Mariana y el capitán López estaban sentados a la mesa de un chiringuito situado sobre una playa de Llanes, dedicados a comer percebes. Se habían refugiado para pasar dos días del puente en un pequeño y recóndito hotel cercano, medio escondido al pie del monte, y aunque el día estaba gris y amenazaba lluvia no se arredraron a la hora de salir a disfrutar de la comida. Ninguna lluvia iba a estropearles el plan, una relativa improvisación que habían resuelto con una mezcla de audacia y serenidad inverosímiles. En realidad la había resuelto Mariana, que fue quien tuvo que poner la alfombra para que ambos dieran el paso decisivo; pero, pasado el primer susto ante lo que se disponían a hacer, habían dejado paso a la aventura.
—Sólo se vive una vez —dijo al final al capitán.
Era una aventura cerrada porque el riesgo, bien lo sabían ambos, era demasiado alto. Nunca establezcas relaciones con un compañero de trabajo. Bien. Había hecho caso omiso de la advertencia y, como siempre que se saltaba una norma, lo estaba disfrutando de verdad. Hay riesgos que merecen la pena.

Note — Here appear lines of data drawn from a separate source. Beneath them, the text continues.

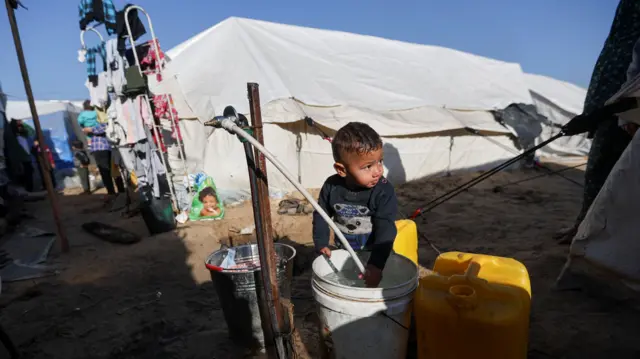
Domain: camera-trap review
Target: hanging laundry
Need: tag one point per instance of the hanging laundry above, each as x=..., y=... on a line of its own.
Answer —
x=151, y=64
x=98, y=90
x=102, y=116
x=137, y=28
x=142, y=159
x=101, y=11
x=115, y=68
x=164, y=111
x=92, y=70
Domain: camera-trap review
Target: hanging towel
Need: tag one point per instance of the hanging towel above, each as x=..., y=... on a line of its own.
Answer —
x=115, y=68
x=101, y=11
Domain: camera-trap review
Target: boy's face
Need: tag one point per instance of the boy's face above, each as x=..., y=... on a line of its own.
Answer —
x=209, y=202
x=362, y=170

—Esto tenía que haber sucedido la noche de Año Nuevo —dijo Mariana.
—Ya lo sé —contestó el capitán.
—¿Y por qué no lo hicimos? Bueno —se adelantó a explicar Mariana—, no creo que a ninguno de los dos nos hubiera gustado hacerlo mientras tu mujer dormía la mona. Además, las cosas súbitas a veces salen bien y a veces dan mucho miedo.
—No podíamos. Yo hubiese querido, pero no podíamos —dijo el capitán López, pesaroso.
—De todos modos, esto no va a volver a pasar, no le pidamos más de lo que da de sí, ya lo sabes —el capitán asintió—; pero no nos pongamos mustios porque los días del puente son nuestros. La verdad es que se me había quedado dentro como un clavo lo de Año Nuevo, y me sentía una tonta incapaz de sacarlo afuera. Yo creo que tengo complejo de Juez, pero de Juez de los de antes, de fuerza viva e intocable, que no puede permitirse el menor desliz en su moralidad personal; y aquéllos se lo permitirían a oscuras, seguro —especuló.
—Espero que todo termine bien.
—¿Te pesa?
—¿A mí? No, en absoluto. Esto es un regalo…, un regalo. Sólo quiero que no te ocurra nada a ti por mi causa.
—Ocurrir, ha ocurrido. Lo que no tiene es por qué trascender. Y no trascenderá —dijo acariciándole cariñosamente la cara—. Los dos sabemos lo que estamos haciendo; lo que pasa es que no se nos podía quedar dentro y yo me alegro mucho, mucho, de estar aquí contigo. Y en ocasiones como ésta lo mejor es quedarse con la convicción de que has hecho lo que has querido. Es más, si no lo contamos a nadie es porque no habría nadie que lo entendiera, porque por mí…
—La reputación —dijo el capitán con una media sonrisa.
—Nuestra reputación —afirmó Mariana—. Y tu mujer, y tus hijos, y la capacidad de la gente de ensuciarlo todo en cuanto les dan o se toman una oportunidad. Pero ¡qué diablos nos importa ahora! Lo único que nos importa ahora son los percebes… y más cosas buenas —añadió con una sonrisa entre maliciosa y provocativa.
Estaban casi solos en la terraza, bajo el toldo. En el interior del local algunas familias terminaban de comer y en un par de mesas se jugaban partidas de cartas entre tazas de café, copas de brandy y humo de farias. El tiempo no acompañaba aquel puente, pero el capitán y Mariana no lo sufrían. Para ellos era un día de fiesta libre y feliz que, sin que él lo supiera, Mariana había decidido organizar y disfrutar porque ya estaba harta del acoso de la soledad. No pasaría del puente, luego todo volvería a la normalidad, pero para ella era como una señal de que su suerte iba a empezar a cambiar.